Pathogenesis of Acute Renal Failure Induced by Iodinated Radiographic Contrast Media

Review Article

Austin J Nephrol Hypertens. 2014;1(1): 1005.

Pathogenesis of Acute Renal Failure Induced by Iodinated Radiographic Contrast Media

Michele Andreucci1*, Teresa Faga1, Antonio Pisani2, Massimo Sabbatini2 and Ashour Michael1

1Department of “Health Sciences”, Magna Graecia University, Italy

2Department of Nephrology, Federico II University, Italy

*Corresponding author: Michele Andreucci, Nephrology Unit, Department of “Health Sciences”, Campus Salvatore Venuta, “Magna Graecia” University, Viale Europa, loc. Germaneto, I-88100 Catanzaro, Italy

Received: June 10, 2014; Accepted: July 07, 2014; Published: July 09, 2014

Abstract

The use of iodinated radiographic contrast media, to improve the visibility of internal organs and structures in X-ray based imaging techniques, can cause Acute Renal Failure, commonly called Contrast-induced Nephropathy (CIN). The pathogenetic mechanisms responsible for contrast media nephrotoxicity have not been completely elucidated; knowing them, however, is very important to prevent CIN. All pathogenetic factors that have been suggested by many authors are discussed in this review, including haemodynamic changes, formation of reactive oxygen species (ROS), role of Nitric Oxide (NO), the role of adenosine and endothelin and cytotoxicity of contrast media, and the intracellular Ca2+ overload. Clinical conditions favouring the occurrence of CIN are also mentioned, including dehydration, salt depletion, reduction of ‘effective’ circulating blood volume, pre-existing chronic renal failure, and diabetes mellitus.
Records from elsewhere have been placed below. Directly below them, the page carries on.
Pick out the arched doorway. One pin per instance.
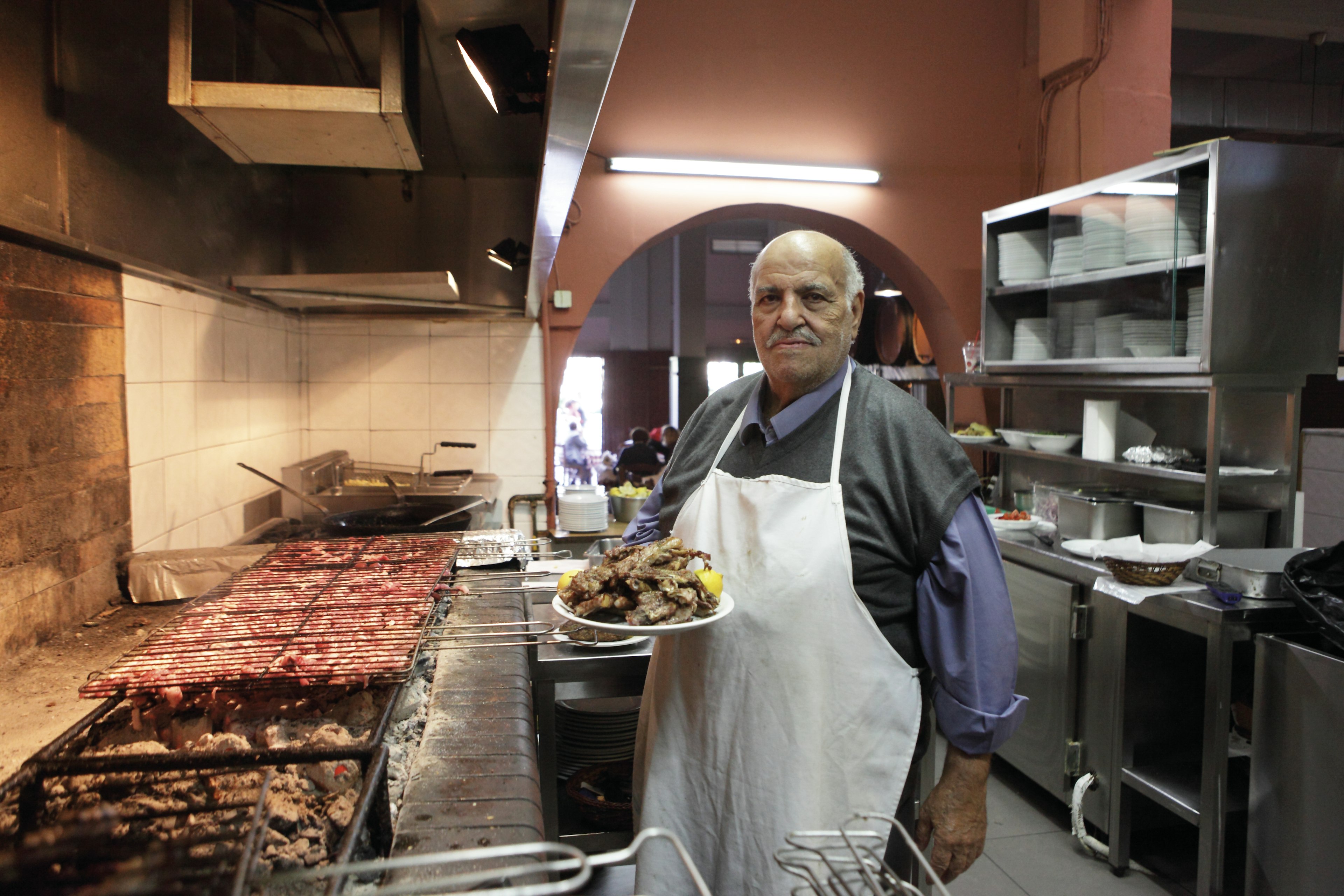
(640, 366)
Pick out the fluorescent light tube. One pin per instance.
(480, 78)
(741, 170)
(1142, 189)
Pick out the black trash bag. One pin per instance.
(1315, 581)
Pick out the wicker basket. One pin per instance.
(613, 780)
(1146, 574)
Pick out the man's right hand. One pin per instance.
(955, 814)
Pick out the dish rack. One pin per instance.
(845, 862)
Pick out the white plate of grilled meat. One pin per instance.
(647, 630)
(644, 590)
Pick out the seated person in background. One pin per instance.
(640, 456)
(576, 455)
(666, 441)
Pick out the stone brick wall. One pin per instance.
(65, 502)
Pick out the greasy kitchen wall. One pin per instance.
(209, 385)
(92, 149)
(64, 489)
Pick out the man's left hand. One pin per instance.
(955, 814)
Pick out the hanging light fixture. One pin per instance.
(886, 289)
(510, 253)
(506, 66)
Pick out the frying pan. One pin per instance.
(398, 519)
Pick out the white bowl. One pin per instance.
(1056, 444)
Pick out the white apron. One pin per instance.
(790, 715)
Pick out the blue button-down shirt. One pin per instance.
(961, 601)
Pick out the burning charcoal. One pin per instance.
(284, 814)
(276, 735)
(335, 776)
(189, 730)
(341, 811)
(357, 711)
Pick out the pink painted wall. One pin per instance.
(934, 96)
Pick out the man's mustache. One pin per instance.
(802, 331)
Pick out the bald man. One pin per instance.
(867, 583)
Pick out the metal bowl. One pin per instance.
(625, 510)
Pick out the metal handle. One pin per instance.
(1209, 569)
(462, 510)
(279, 484)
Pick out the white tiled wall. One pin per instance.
(208, 385)
(389, 390)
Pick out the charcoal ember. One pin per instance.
(335, 776)
(341, 809)
(275, 735)
(357, 711)
(284, 813)
(189, 730)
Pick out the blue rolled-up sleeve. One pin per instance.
(644, 527)
(968, 635)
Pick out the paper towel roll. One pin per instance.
(1100, 428)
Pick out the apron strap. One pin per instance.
(733, 432)
(840, 418)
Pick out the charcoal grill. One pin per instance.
(310, 613)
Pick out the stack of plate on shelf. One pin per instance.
(1195, 322)
(1154, 339)
(1085, 327)
(592, 731)
(1151, 232)
(1111, 335)
(1104, 238)
(582, 508)
(1062, 315)
(1022, 257)
(1068, 257)
(1033, 339)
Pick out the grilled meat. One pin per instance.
(650, 583)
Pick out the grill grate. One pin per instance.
(311, 613)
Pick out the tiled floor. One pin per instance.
(1029, 852)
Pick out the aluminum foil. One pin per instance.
(1156, 455)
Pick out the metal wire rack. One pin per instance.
(312, 613)
(850, 862)
(522, 870)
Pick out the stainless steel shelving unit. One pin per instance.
(1270, 260)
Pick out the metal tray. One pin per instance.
(1253, 573)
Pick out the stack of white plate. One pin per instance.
(592, 731)
(1033, 339)
(1062, 315)
(581, 510)
(1195, 322)
(1111, 335)
(1022, 257)
(1151, 233)
(1068, 257)
(1154, 339)
(1104, 238)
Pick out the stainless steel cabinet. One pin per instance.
(1048, 676)
(1296, 825)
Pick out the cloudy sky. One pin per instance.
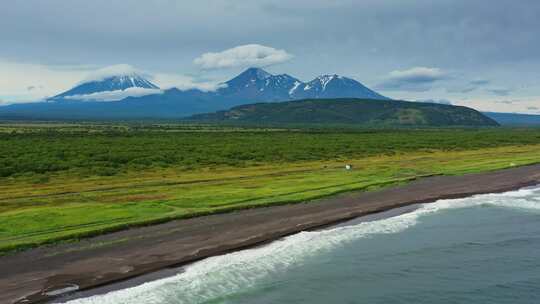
(479, 53)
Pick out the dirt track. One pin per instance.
(28, 276)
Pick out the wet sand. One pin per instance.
(41, 274)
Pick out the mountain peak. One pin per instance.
(116, 78)
(257, 73)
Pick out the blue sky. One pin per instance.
(478, 53)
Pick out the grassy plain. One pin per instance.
(63, 182)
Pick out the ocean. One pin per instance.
(481, 249)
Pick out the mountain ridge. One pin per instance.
(347, 111)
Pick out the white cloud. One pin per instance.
(16, 78)
(115, 95)
(252, 55)
(414, 79)
(113, 70)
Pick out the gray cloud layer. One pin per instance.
(490, 43)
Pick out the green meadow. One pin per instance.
(62, 182)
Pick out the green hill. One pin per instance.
(361, 112)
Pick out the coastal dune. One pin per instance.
(44, 273)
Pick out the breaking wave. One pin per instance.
(216, 277)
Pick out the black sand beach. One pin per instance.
(40, 274)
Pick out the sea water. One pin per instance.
(481, 249)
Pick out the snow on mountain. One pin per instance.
(110, 84)
(259, 85)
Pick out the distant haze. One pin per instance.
(477, 53)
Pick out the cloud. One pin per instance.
(414, 79)
(111, 71)
(437, 101)
(115, 95)
(500, 91)
(252, 55)
(479, 82)
(468, 87)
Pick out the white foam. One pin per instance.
(222, 275)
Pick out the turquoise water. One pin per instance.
(483, 249)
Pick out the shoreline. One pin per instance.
(41, 274)
(169, 272)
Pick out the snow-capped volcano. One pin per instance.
(259, 85)
(334, 86)
(109, 84)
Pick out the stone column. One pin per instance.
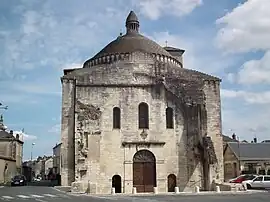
(213, 114)
(68, 131)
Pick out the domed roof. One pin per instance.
(132, 41)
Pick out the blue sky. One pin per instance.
(38, 39)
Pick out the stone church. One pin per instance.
(134, 117)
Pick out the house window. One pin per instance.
(143, 115)
(169, 117)
(116, 117)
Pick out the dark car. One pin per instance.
(18, 180)
(242, 178)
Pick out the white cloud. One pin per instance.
(24, 136)
(248, 97)
(255, 71)
(246, 124)
(246, 28)
(199, 54)
(56, 129)
(154, 9)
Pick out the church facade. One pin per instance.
(133, 116)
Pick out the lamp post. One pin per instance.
(31, 160)
(3, 106)
(32, 150)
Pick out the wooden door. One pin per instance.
(171, 182)
(138, 176)
(144, 173)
Keywords: Contrast-Induced acute kidney injury; Contrast-Induced nephropathy; Acute renal failure; Radiographic contrast media; Iodinated contrast material; Kidney; Tubule; Renal cell; Kinase; Reactive oxidative species; Cell death

Abbreviations

AKI: Acute Kidney Injury; ARF: Acute Renal Failure; eGFR: Estimated Glomerular Filtration Rate; CIN: Contrast-induced Nephropathy; SCr; Serum Creatinine; CrCl: Creatinine Clearance; RBF: Renal Blood Flow; CT: Computed Tomography; MDRD: Modification of Diet in Renal Disease; NO: Nitric Oxide; ROS: Reactive Oxygen Species; CRF: Chronic Renal Failure; LOCM: Low-osmolar Contrast Media; HOCM: High-osmolar Contrast Media; IOCM: Iso-osmolar Contrast Media

Introduction

The intravenous or intra-arterial injection of iodinated radiographic contrast media is performed to improve the visibility of internal organs and structures in X-ray based imaging techniques, such as radiography and computed tomography. This procedure, however, may cause impairment of renal function. We define Contrast-induced Nephropathy (CIN) or contrast-induced Acute Kidney Injury (AKI) as an Acute Renal Failure (ARF) occurring 24 to 72 hours after the intravascular injection of radiographic contrast media that cannot be explained by other causes. It is usually a nonoliguric, asymptomatic and transient decline in renal function. The impairment of renal function is mirrored by an increase of serum creatinine (SCr) by 0.5 mg/dl (or more) or by a 25% (or more) increase in SCr from baseline. SCr reaches the peak value on the third to fifth day and returns to baseline within 10–14 days. But the values of SCr vary with age, muscle mass and sex. Thus, it is always better to consider the creatinine clearance (CrCl) as derived from SCr, 24- hour urine volume and urinary concentration of creatinine [1]. But measurement of CrCl is cumbersome, impractical and inaccurate. It is better to calculate CrCl from SCr, age, body weight, and gender using either the MDRD (Modification of Diet in Renal Disease) calculation [2] or the simple Cockcroft-Gault formula: (140 - number years of age) x Kg body weight/ 72 / mg/dL of SCr; in females the result is multiplied by 0.85 [3]. This is called the estimated glomerular filtration rate (eGFR). Thus, CIN is a decrease of eGFR to 30-60 mL/ min - renal insufficiency or less. In some cases, CIN is a severe ARF with oliguria (<400 mL/24 hrs), requiring dialysis. In these patients the mortality is high [4].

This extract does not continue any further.